ZAP has been a leader in advanced transportation technologies since 1994, delivering over 100,000 vehicles to consumers in more than 75 countries. ZAP is positioning its business at the forefront of fuel-efficient transportation with new technologies including energy efficient gas systems, electric, hybrid and other innovative power systems. ZAP has a joint venture called Detroit Electric to manufacture electric and hybrid vehicles with Youngman Automotive Group. Detroit Electric is developing a freeway capable electric vehicle called the ZAP Alias. Future plans for the venture are dependent upon both parties receiving outside financing. ZAP is also developing a new generation of vehicles using lithium batteries. The Company recently announced a strategic partnership with Dubai-based Al Yousuf Group to expand its international vehicle distribution. ZAP also makes an innovative, new portable energy technology that manages power for mobile electronics from cell phones to laptops. For product, dealer and investor information, visit http://www.zapworld.com.

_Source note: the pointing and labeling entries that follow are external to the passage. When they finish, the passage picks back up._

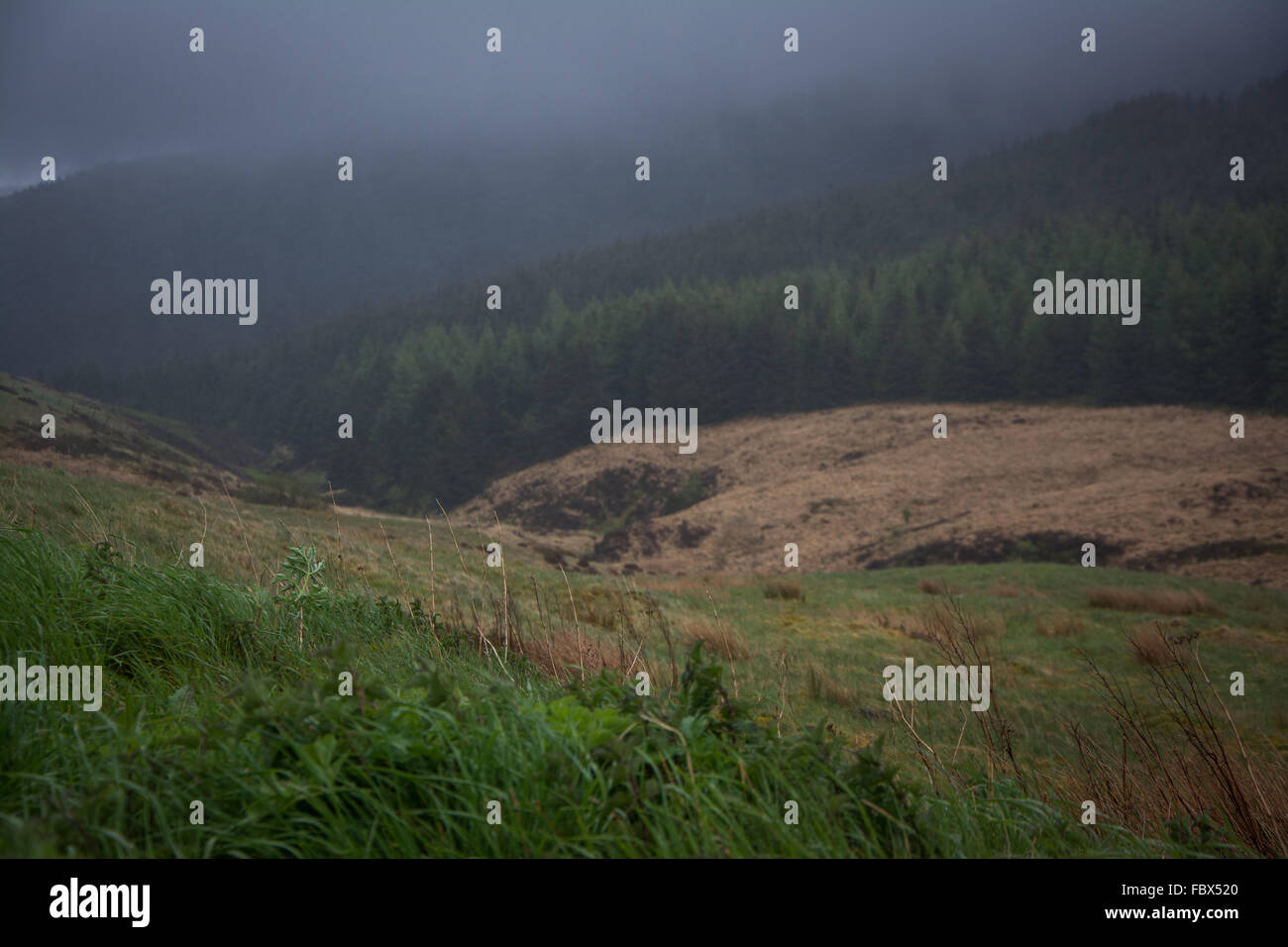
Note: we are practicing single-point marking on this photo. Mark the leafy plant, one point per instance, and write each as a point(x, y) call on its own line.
point(300, 583)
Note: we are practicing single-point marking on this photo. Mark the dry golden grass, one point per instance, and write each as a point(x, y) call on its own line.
point(780, 589)
point(716, 641)
point(1150, 644)
point(934, 586)
point(1157, 479)
point(822, 686)
point(1060, 622)
point(1158, 600)
point(563, 650)
point(1180, 764)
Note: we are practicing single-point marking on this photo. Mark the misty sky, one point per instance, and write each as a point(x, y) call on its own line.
point(95, 81)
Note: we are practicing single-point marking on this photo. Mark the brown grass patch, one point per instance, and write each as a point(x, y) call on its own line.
point(558, 652)
point(822, 686)
point(934, 586)
point(1150, 644)
point(1158, 600)
point(1060, 622)
point(1194, 777)
point(724, 642)
point(784, 590)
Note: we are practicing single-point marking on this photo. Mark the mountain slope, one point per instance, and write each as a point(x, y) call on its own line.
point(1153, 487)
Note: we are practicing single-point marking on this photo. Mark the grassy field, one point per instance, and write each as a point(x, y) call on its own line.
point(515, 684)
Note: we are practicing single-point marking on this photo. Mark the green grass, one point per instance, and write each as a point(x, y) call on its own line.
point(211, 697)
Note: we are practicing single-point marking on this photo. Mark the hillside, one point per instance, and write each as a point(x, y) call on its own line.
point(97, 440)
point(1154, 487)
point(95, 564)
point(910, 290)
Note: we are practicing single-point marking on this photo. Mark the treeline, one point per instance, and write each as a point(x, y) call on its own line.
point(318, 247)
point(445, 410)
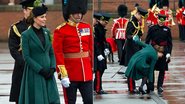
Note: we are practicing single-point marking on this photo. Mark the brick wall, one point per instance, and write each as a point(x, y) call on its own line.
point(54, 18)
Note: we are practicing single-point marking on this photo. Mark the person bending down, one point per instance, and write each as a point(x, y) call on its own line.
point(141, 65)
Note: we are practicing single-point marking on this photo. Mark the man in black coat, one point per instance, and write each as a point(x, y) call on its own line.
point(14, 43)
point(160, 36)
point(130, 47)
point(100, 52)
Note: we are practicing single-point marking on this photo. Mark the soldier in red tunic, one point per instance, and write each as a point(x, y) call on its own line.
point(119, 27)
point(152, 16)
point(180, 15)
point(72, 45)
point(168, 13)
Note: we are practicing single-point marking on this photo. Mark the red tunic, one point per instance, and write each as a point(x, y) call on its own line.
point(151, 19)
point(71, 38)
point(119, 27)
point(169, 16)
point(180, 17)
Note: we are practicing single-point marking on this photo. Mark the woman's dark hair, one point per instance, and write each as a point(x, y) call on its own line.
point(30, 19)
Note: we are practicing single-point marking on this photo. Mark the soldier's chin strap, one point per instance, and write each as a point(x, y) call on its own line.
point(76, 20)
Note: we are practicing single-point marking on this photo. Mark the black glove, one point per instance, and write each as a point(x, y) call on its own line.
point(45, 74)
point(51, 72)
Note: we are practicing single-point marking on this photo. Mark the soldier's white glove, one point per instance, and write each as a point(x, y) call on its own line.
point(106, 51)
point(65, 82)
point(135, 38)
point(100, 57)
point(168, 57)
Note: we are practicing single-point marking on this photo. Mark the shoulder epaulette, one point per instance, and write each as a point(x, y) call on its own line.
point(135, 25)
point(63, 24)
point(84, 22)
point(16, 30)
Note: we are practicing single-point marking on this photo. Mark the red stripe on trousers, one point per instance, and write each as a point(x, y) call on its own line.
point(98, 81)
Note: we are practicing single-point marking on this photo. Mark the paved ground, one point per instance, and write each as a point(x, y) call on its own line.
point(174, 86)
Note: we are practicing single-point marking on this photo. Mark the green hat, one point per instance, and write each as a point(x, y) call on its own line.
point(161, 17)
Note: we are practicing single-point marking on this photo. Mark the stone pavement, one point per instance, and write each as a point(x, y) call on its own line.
point(174, 85)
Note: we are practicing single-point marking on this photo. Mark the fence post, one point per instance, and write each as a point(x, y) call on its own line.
point(99, 5)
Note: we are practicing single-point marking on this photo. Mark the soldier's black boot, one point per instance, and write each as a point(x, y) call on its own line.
point(160, 91)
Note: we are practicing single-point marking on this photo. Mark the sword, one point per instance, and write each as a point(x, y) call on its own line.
point(116, 72)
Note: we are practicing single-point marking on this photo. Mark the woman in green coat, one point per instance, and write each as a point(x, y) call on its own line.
point(38, 82)
point(141, 65)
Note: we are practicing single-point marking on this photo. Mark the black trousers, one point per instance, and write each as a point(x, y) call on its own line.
point(181, 32)
point(120, 43)
point(98, 80)
point(131, 84)
point(160, 81)
point(85, 89)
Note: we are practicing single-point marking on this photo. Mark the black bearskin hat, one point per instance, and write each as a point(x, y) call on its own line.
point(122, 10)
point(27, 3)
point(165, 3)
point(73, 6)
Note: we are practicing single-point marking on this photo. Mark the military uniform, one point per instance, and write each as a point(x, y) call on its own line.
point(180, 15)
point(72, 43)
point(100, 46)
point(130, 47)
point(161, 36)
point(168, 13)
point(14, 44)
point(119, 28)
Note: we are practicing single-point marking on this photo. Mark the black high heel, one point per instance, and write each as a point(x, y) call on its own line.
point(142, 91)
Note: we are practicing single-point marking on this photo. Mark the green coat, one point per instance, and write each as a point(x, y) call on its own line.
point(34, 88)
point(142, 63)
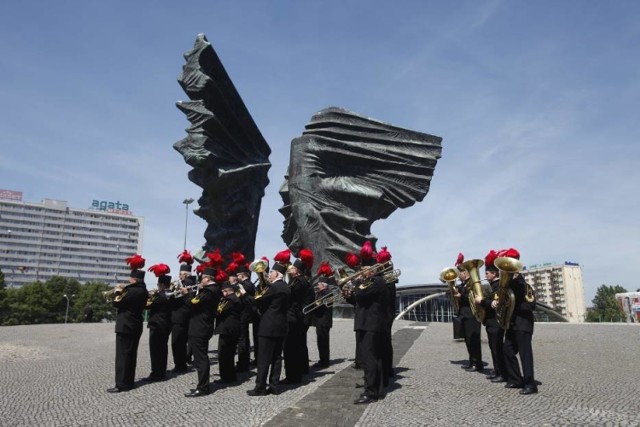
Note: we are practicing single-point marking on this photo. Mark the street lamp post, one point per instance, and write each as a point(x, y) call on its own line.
point(186, 202)
point(66, 315)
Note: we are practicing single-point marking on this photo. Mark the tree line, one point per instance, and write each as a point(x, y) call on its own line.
point(44, 302)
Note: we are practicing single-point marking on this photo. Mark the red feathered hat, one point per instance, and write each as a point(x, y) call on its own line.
point(215, 258)
point(352, 260)
point(283, 257)
point(159, 269)
point(306, 256)
point(135, 261)
point(383, 256)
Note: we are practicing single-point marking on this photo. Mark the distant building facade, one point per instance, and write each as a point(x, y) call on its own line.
point(42, 240)
point(560, 287)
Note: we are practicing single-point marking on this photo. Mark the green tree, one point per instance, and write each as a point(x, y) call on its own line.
point(605, 306)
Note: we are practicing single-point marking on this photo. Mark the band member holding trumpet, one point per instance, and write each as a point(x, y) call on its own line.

This press release contains forward-looking statements. Investors are cautioned that such forward-looking statements involve risks and uncertainties, including, without limitation, continued acceptance of the Company's products, increased levels of competition for the Company, new products and technological changes, the Company's dependence upon third-party suppliers, intellectual property rights, and other risks.